To pps who seem to think planes reverse, no they don't. If they are nose to stand they have to be pushed back by a tractor like vehicle which attaches itself just under the nose. It is called pushback.

LinaBo · 19/09/2017 13:58

I thought right hand drive cars' pedals were the opposite/mirrored position from left hand drive cars. Blush It made learning to drive here much easier though! Grin

user327854831 · 19/09/2017 13:59

GameOldBirdz that's really worrying, I am glad my offspring aren't doing politics at your university.

I am now wondering what things people are thinking I am stupid for not knowing as there are bound to be many things

PressPaws · 19/09/2017 14:00

guilty100 The silly thing is I've seen that movie and I love it, but I didn't think of it as being petrol! Gasoline just sounds like it would be light coloured and petrol sounds dark, even though my brain quietly knows they're the same thing. Ridiculous, I know.
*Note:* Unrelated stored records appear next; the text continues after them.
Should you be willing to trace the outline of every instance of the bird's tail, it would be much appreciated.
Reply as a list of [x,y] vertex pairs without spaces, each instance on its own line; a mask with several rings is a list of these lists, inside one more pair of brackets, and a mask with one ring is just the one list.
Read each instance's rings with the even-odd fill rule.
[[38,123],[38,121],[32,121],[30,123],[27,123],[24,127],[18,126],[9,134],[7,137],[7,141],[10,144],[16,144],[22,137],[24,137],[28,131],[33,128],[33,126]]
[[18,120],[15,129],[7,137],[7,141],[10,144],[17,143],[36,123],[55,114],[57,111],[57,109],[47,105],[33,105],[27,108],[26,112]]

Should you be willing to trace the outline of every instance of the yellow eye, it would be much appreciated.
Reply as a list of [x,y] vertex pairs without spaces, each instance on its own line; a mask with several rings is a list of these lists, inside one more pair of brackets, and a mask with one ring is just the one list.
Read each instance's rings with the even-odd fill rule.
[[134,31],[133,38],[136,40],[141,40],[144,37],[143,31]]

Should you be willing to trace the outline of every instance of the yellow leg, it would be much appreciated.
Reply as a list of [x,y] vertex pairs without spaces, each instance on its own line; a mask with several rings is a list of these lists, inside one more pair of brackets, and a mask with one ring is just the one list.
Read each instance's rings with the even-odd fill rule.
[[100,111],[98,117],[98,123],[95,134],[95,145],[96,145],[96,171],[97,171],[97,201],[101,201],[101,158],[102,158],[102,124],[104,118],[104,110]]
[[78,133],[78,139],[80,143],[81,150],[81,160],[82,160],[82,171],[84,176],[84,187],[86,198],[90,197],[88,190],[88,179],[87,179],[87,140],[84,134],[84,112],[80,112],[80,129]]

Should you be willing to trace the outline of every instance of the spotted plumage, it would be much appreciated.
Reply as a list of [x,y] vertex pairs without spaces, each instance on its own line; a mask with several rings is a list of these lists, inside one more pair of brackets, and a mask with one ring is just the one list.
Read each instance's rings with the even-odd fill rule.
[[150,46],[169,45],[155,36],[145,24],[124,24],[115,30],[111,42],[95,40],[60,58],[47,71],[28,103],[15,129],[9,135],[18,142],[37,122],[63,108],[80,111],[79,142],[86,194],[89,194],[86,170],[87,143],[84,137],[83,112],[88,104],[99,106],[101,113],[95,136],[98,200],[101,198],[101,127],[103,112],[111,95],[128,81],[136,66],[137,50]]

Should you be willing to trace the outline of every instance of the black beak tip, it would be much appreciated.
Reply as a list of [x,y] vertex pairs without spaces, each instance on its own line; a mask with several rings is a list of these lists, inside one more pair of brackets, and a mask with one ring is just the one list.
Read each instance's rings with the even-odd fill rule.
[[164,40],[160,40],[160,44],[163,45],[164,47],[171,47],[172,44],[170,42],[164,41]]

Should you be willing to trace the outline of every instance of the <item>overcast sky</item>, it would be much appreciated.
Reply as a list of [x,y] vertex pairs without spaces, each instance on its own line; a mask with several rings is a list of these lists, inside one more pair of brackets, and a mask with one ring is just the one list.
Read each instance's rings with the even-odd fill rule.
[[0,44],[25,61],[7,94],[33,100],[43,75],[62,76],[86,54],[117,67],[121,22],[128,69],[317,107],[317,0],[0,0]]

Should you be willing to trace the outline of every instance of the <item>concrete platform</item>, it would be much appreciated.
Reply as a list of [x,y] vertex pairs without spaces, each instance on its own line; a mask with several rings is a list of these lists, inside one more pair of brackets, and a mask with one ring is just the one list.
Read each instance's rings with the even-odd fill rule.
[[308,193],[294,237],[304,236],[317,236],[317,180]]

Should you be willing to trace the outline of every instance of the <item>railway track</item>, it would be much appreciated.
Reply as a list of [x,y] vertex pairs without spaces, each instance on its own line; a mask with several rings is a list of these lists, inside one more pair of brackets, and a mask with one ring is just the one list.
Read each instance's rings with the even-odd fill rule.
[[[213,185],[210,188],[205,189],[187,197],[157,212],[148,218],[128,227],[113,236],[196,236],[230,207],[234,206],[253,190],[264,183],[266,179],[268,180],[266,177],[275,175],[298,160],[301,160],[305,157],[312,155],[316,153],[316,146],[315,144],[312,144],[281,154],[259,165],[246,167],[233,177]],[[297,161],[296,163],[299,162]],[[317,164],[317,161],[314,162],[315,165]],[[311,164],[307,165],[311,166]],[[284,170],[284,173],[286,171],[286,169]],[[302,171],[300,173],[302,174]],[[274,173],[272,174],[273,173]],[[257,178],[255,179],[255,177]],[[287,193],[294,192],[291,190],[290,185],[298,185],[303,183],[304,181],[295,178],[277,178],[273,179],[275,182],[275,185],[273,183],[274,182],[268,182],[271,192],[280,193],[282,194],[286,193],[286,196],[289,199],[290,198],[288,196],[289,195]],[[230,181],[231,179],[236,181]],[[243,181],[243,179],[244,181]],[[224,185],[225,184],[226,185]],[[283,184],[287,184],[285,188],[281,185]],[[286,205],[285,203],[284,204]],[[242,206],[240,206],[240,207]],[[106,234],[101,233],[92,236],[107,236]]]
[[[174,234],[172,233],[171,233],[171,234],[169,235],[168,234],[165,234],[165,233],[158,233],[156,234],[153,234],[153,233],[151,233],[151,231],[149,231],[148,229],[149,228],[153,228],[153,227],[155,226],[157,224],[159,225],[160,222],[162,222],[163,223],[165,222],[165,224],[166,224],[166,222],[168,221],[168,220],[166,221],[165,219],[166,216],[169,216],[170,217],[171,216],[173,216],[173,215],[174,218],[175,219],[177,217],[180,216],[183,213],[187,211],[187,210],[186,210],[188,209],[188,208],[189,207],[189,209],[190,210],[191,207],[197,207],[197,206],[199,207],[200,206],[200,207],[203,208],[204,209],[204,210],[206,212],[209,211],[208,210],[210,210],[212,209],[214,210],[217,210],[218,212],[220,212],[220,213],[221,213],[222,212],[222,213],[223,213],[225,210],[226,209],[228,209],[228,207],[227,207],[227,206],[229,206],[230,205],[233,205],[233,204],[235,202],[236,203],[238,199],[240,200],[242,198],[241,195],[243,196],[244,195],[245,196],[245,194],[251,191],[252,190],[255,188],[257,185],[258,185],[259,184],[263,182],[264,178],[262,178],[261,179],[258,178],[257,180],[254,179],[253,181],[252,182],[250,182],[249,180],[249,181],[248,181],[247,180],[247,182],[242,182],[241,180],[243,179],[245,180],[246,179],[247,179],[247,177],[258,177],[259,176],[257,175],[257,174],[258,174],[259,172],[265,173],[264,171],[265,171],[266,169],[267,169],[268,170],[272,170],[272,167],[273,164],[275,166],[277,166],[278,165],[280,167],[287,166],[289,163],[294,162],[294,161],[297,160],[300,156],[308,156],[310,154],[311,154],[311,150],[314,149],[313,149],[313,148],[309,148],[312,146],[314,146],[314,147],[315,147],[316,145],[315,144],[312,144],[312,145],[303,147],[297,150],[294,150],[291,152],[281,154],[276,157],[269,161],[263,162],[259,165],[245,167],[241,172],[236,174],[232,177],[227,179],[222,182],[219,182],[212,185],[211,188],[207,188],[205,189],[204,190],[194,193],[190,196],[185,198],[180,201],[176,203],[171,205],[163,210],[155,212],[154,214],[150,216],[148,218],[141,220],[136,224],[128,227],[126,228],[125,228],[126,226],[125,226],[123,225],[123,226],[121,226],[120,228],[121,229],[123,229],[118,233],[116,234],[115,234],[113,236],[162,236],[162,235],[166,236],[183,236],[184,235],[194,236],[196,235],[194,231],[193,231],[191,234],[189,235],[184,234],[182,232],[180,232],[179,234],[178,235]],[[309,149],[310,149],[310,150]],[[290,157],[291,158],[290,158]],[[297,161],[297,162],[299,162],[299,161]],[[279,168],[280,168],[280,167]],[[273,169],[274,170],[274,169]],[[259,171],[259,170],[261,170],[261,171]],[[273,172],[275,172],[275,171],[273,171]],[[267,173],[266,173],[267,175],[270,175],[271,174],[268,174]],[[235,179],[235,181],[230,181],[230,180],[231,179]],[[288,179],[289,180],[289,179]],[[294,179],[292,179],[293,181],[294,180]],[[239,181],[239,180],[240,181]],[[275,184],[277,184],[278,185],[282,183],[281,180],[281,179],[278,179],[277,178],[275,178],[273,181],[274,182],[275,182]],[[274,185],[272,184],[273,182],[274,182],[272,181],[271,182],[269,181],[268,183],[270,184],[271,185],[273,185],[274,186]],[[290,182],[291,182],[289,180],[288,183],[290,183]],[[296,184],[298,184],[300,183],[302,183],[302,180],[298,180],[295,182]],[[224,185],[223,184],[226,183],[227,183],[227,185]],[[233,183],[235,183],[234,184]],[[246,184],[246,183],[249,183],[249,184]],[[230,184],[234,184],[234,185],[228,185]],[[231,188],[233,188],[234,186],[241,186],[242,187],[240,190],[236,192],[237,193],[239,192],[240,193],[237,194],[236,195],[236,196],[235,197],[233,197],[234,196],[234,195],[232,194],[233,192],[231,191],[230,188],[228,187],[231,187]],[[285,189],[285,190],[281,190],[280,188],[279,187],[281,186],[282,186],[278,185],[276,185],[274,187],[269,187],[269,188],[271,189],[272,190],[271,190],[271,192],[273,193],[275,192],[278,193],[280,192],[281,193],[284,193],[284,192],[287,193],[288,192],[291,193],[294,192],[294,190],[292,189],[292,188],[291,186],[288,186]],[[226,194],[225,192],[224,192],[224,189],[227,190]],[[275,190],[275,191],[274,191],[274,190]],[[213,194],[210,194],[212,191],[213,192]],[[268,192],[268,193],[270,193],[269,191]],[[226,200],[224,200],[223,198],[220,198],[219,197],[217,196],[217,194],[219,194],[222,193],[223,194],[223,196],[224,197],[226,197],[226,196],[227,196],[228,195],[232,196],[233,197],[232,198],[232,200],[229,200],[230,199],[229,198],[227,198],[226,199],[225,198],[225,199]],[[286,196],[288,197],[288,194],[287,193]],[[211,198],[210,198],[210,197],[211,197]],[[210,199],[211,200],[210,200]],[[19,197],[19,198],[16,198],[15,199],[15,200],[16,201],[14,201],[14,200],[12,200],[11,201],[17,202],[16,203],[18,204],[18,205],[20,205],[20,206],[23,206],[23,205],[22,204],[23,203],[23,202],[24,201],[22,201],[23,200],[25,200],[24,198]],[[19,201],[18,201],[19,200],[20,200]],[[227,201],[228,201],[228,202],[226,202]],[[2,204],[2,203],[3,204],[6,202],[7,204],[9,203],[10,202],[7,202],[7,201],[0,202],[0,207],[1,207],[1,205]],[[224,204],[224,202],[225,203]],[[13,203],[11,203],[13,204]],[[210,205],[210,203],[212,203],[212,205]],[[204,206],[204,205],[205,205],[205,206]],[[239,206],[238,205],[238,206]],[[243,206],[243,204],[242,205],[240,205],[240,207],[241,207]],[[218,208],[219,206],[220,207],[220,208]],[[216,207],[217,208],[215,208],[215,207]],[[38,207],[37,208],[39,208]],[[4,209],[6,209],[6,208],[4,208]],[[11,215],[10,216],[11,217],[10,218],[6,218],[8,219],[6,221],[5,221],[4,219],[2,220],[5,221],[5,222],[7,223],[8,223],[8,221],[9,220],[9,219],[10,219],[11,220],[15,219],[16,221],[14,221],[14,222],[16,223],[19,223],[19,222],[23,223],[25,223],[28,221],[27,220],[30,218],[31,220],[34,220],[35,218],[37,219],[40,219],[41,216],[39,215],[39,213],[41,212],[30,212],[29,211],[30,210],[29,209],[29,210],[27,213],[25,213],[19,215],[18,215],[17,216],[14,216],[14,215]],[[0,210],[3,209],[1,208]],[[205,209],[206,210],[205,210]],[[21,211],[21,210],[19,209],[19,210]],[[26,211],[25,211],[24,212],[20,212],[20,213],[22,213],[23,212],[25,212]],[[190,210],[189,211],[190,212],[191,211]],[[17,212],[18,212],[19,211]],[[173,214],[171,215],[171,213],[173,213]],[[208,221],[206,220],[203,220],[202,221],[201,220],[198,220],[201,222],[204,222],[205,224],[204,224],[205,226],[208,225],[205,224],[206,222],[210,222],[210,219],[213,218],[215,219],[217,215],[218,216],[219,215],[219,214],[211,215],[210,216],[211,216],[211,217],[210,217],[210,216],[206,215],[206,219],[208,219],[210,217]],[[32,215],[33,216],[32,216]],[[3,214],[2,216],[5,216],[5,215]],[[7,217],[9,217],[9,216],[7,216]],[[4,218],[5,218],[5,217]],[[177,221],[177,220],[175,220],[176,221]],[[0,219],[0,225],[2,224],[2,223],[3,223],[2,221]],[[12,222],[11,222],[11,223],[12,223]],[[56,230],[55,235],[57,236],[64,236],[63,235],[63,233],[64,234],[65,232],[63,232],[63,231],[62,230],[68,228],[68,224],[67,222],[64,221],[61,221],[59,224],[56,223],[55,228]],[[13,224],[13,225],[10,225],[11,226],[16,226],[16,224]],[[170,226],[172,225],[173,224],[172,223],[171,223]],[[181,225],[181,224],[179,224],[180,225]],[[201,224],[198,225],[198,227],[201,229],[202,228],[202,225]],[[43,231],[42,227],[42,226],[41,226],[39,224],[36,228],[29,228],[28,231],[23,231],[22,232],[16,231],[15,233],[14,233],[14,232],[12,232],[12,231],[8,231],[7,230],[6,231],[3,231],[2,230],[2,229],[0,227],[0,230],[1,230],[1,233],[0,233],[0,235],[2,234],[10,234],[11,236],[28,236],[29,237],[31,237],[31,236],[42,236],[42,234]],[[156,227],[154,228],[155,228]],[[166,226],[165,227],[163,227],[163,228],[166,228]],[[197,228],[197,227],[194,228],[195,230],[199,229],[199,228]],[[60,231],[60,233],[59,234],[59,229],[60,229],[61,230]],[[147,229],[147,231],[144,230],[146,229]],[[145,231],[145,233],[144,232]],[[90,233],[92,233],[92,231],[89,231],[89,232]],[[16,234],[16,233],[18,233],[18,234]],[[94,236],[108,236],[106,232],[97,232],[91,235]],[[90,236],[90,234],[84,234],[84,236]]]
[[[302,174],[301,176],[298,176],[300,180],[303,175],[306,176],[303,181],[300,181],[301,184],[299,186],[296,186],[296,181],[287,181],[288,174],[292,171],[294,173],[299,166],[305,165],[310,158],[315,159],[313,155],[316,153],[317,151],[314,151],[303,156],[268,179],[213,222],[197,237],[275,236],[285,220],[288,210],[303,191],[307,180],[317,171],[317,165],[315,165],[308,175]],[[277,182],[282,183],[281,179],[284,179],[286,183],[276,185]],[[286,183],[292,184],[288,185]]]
GhoulsFold I think that's my favourite one so far!

gingergenius · 19/09/2017 14:00

Ooh just thought of another one!

When we used to record an LP onto a cassette, I used to think that once you pressed the 'record' button and the LP was playing/recording onto the cassette, that you had to be silent, because otherwise your voice would also be recorded!!!

Roundandroundtheapartment · 19/09/2017 14:01

Have asked for this to be moved to classics before the Unreasonable AIBU crew come n and rip our naivety to shreds ConfusedBlush

ConkerGame · 19/09/2017 14:01

My friend genuinely thought all humans could see under water and that she and her family had some sort of weird disability that meant only they couldn't and that's why they had to wear goggles 😂

It truly blew her mind when she found out (about age 24!) that her family were just more into swimming so had got her goggles and a proper swimming costume, whereas the rest of us in the friendship group just made do with squinting under water as we just played rather than swimming proper lengths!